Is your issue in windowed or fullscreen mode?

What you calculated, is Hatari part of the operations.  Then there
are operations that SDL OSX backend does, and the OSX desktop compositor.

Because statusbar updates have this kind of impact, it seems that your
SDL backend makes each SDL_UpdateRect(s) call into a separate window
update, instead of doing just one window update for them.  With
statusbar, there will be two of those updates, one for the emulated
screen content, and another for the statusbar below it
(they don't overlap).

If you're using windowed mode, the window content will be composited
to screen.  That's + 3x (reads from window & destination, write to
destination), potentially for whole window, not just for the part
that got updated.

AFAIK most(?) graphics drivers don't support partial screen updates,
so the final blit of screen content will actually be full screen
update i.e. + 1x full resolution write.


> The processor has PCIe v2, so 4 GB/s for 8
> lanes, much (44 times) above the needed bandwidth.

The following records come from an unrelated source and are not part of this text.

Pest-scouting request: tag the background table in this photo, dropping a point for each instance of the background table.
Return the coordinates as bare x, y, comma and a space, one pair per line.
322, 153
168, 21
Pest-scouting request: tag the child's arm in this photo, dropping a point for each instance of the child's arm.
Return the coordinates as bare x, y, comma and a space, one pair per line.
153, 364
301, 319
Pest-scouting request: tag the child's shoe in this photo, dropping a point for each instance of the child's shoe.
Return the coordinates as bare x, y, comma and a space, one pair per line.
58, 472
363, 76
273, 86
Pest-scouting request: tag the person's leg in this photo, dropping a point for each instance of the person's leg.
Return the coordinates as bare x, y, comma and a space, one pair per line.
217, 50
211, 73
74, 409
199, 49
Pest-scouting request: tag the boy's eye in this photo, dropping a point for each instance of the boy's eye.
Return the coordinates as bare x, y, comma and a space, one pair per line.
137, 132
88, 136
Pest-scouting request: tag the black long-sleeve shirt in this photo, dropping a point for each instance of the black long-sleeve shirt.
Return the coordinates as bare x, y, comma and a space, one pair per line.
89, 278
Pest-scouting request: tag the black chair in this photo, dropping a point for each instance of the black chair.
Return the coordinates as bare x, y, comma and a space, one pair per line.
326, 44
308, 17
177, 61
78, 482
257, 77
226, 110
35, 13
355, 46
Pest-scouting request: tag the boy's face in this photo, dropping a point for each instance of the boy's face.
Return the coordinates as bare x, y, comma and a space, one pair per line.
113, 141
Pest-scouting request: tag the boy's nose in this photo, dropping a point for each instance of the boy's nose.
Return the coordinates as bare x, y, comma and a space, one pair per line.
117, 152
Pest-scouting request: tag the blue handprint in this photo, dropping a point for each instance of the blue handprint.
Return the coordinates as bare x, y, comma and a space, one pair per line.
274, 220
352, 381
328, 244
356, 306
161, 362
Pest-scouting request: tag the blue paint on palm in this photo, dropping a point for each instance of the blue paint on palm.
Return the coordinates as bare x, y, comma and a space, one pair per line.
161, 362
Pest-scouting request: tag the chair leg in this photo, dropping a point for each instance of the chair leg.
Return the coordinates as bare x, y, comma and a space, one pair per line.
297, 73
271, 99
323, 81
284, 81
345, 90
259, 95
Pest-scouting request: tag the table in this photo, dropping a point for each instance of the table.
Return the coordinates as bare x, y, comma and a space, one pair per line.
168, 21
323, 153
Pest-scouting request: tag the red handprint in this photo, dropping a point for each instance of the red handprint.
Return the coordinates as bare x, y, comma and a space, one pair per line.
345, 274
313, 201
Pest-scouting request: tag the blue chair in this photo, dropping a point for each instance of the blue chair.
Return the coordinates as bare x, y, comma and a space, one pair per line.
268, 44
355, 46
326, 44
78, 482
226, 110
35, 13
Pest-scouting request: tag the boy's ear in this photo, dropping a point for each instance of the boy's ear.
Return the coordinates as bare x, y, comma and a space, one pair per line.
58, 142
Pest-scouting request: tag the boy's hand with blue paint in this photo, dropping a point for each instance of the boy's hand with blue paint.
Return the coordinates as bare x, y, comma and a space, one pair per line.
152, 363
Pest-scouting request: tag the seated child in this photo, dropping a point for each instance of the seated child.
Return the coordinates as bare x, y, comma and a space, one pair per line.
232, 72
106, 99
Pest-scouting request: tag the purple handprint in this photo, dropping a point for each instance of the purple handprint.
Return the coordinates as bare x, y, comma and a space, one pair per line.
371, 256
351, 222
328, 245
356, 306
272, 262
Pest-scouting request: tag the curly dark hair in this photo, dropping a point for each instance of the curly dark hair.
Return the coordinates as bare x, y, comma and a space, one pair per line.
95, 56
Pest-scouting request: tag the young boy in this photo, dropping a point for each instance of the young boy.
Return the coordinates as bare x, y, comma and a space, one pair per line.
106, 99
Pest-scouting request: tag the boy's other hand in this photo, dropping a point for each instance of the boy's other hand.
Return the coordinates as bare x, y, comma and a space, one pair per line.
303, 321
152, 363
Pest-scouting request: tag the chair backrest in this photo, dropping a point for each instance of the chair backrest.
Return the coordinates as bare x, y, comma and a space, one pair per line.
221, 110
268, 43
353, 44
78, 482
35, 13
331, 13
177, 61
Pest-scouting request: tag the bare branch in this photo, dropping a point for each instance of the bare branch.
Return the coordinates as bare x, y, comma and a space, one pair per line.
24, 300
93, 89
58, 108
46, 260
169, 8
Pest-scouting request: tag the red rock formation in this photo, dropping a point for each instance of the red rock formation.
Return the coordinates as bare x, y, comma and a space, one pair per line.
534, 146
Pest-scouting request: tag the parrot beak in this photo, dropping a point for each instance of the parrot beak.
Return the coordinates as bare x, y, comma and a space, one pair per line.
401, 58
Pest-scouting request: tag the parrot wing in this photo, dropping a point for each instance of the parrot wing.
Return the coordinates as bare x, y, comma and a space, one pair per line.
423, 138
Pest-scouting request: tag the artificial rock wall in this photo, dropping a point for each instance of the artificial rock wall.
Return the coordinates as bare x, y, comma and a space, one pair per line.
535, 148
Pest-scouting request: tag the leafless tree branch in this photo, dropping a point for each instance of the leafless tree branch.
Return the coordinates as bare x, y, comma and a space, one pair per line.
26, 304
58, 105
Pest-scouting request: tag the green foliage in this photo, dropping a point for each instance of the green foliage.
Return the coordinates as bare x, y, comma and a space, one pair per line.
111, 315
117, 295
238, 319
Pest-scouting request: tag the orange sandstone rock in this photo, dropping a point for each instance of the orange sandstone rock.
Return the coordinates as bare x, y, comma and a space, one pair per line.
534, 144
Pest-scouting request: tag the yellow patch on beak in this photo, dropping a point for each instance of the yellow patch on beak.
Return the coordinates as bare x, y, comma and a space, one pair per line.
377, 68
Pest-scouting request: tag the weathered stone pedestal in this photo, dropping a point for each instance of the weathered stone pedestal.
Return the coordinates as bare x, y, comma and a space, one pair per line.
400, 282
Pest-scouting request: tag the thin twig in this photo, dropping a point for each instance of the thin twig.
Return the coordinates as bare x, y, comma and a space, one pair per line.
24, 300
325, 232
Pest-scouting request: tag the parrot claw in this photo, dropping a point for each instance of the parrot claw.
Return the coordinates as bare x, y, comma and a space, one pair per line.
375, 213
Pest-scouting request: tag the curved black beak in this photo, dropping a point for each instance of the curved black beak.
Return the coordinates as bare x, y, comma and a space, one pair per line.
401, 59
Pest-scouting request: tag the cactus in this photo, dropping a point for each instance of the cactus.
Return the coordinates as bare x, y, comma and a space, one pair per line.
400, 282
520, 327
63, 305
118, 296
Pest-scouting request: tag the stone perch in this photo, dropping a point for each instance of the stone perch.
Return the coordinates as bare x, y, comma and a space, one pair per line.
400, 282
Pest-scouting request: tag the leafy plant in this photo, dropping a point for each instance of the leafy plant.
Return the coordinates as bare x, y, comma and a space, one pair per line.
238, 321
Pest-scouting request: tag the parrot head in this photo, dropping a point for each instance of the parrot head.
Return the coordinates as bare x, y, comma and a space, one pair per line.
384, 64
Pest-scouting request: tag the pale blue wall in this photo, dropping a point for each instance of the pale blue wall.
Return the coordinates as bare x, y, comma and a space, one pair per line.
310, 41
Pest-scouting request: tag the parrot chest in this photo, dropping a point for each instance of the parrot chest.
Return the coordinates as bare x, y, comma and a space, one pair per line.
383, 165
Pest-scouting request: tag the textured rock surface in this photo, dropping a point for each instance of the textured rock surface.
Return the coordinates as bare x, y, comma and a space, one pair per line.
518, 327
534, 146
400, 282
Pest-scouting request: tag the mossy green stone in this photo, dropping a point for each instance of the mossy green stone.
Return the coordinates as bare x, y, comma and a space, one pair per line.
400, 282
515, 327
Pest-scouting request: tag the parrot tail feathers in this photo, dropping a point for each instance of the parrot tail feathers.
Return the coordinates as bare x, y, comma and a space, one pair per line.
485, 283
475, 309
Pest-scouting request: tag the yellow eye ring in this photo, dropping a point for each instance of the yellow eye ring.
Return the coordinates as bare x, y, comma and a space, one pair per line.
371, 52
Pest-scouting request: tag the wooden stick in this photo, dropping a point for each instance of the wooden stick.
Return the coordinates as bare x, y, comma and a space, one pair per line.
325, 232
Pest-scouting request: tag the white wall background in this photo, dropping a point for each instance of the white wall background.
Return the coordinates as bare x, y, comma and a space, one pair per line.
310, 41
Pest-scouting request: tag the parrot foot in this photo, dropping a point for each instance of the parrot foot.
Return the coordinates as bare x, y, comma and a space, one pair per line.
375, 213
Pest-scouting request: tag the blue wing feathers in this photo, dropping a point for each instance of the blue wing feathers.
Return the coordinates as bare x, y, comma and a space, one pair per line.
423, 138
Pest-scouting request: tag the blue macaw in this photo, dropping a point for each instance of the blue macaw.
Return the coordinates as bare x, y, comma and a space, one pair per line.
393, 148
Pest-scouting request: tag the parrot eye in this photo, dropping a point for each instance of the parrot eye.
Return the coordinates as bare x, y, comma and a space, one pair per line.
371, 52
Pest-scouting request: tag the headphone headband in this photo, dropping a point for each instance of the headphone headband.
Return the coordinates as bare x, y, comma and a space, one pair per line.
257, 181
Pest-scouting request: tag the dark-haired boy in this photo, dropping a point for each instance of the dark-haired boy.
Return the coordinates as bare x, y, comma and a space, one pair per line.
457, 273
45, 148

For DDR3, AFAIK a good rule of thumb for *real* maximum memory
bandwidth is 0.6x of the theoretical memory bandwidth.  You
can achieve that with best pipelined SIMD CPU instructions,
or well pipelined 3D operations that allow GPU to keep its
memory interface fully utilized with optimal memory access
burst patterns.

With integrated chips, like Intel HD grahics in your Sandy
Bridge, besides sharing the memory interface to system
RAM, CPU & GPU also share LLC (CPU's L3).


As to PCI-E speed, the issue with that is high latency,
and a lot depends on the drivers, compositor and SDL
backend, what kind of things get uploaded to the graphics
card memory, when/how, and whether they fit there [1].

[1] If you aren't running other applications besides Hatari,
I think we can be pretty sure that rest of the system hasn't
caused graphics card to run out of memory. :-)

I would assume OSX desktop side to be done sensibly, so
my suspicion is that SDL 2D backend does something really
braindead on OSX, in addition to turning every UpdateRect(s)
call to window update.


> But I don't know how Hatari works, maybe it updates the window many many
> times per refresh and thereby exceeds the bandwidth as you suggest. Or
> maybe I did the calculations all wrong :)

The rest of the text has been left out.